Unable to schedule "All Results" to be delivered with the option “and results changed since last run”

schedule
etl

(Peter McCabe) #1

Unfortunately, we are not able to use Datagroups to schedule data as there is no option to control the time that a report’s issued when new data is loaded and this means that our report period filter script will not have updated before the schedule issues the report, thus the report’s are sent with old data. The dates we add data to the portal for certain clients are not always the same so we can’t just pick a set date or time to schedule data and need to rely on selecting the option “and results changed since last run”, however, when you select this option you can’t select “All Results” and are thus limited to the row limit of 5,000.
We urgently need a solution to this as we are now having to manually send these reports when we should be able to automate this and some of our clients are unhappy as they have scheduled reports that were missing data.


(bernard.kavanagh) #2

Hi Peter,

It should still be possible to automate this process using data groups as we can set the datagroup to check when data has been added by using a function like Select MAX(id). This will detect when new data has been added and should negate the other advanced options such as “and results changed since last run”.

What I would like to know before I set a test is what is the SQL of the datagroup you are currently using? We can alter the logic to suit your use case

You mentioned that “The dates we add data to the portal for certain clients are not always the same” can you confirm if you add data manually?

Bernard Kavanagh


(Peter McCabe) #3

Hi Bernard,

We have already tried that option but the problem is that there is no control over when the Select MAX(id) trigger will run and then deliver the report. This, in turn, means that the report runs before the report period filter script has run and so the report is sent out with out of date data and not the new data.

Thanks,

Peter


(Peter McCabe) #4

We have a process that uploads data to the database on a monthly or 4 weekly basis. The date this is completed changes from one month to the next due to various reasons. As a result, we can’t pick a date and schedule the report for then.


(Peter McCabe) #5

We need a datagroup trigger to update a user attribute for the report period filters, this needs to run first and then the second datagroup trigger to run e.g.

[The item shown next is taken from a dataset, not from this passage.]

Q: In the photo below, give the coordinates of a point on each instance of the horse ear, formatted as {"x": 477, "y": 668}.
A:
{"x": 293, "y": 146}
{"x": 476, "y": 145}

+datagroup: usage_loaded_trigger {

  • sql_trigger: SELECT count(*) FROM ${totals.SQL_TABLE_NAME} ;;
    +}

+datagroup: report_period_updated_trigger {

  • sql_trigger: SELECT {{ _user_attributes[‘default_report_period_1_month’] } ;;
    +}

(William Lane) #6

Hey Peter,

I might have a suggestion for you that I know has worked for others.

Fact of life with triggers and Datagroups is that they’re simple SQL statements that run every five mins by default and if the result changes, then the trigger happens/schedule runs. Triggers and scheduled Looks that watch the very same tables for the data for the Look itself AND for triggering will often trigger before the data is finished loading. This is just because the SELECT count(*) or SELECT MAX(id) or SELECT MAX(date) are run and results change as the table is loaded. That causes the Look to do a run during the data load. Sorry if that’s a bit unclear, I can try to explain in greater detail if you need but let me suggest the solution first as this might help clarify things.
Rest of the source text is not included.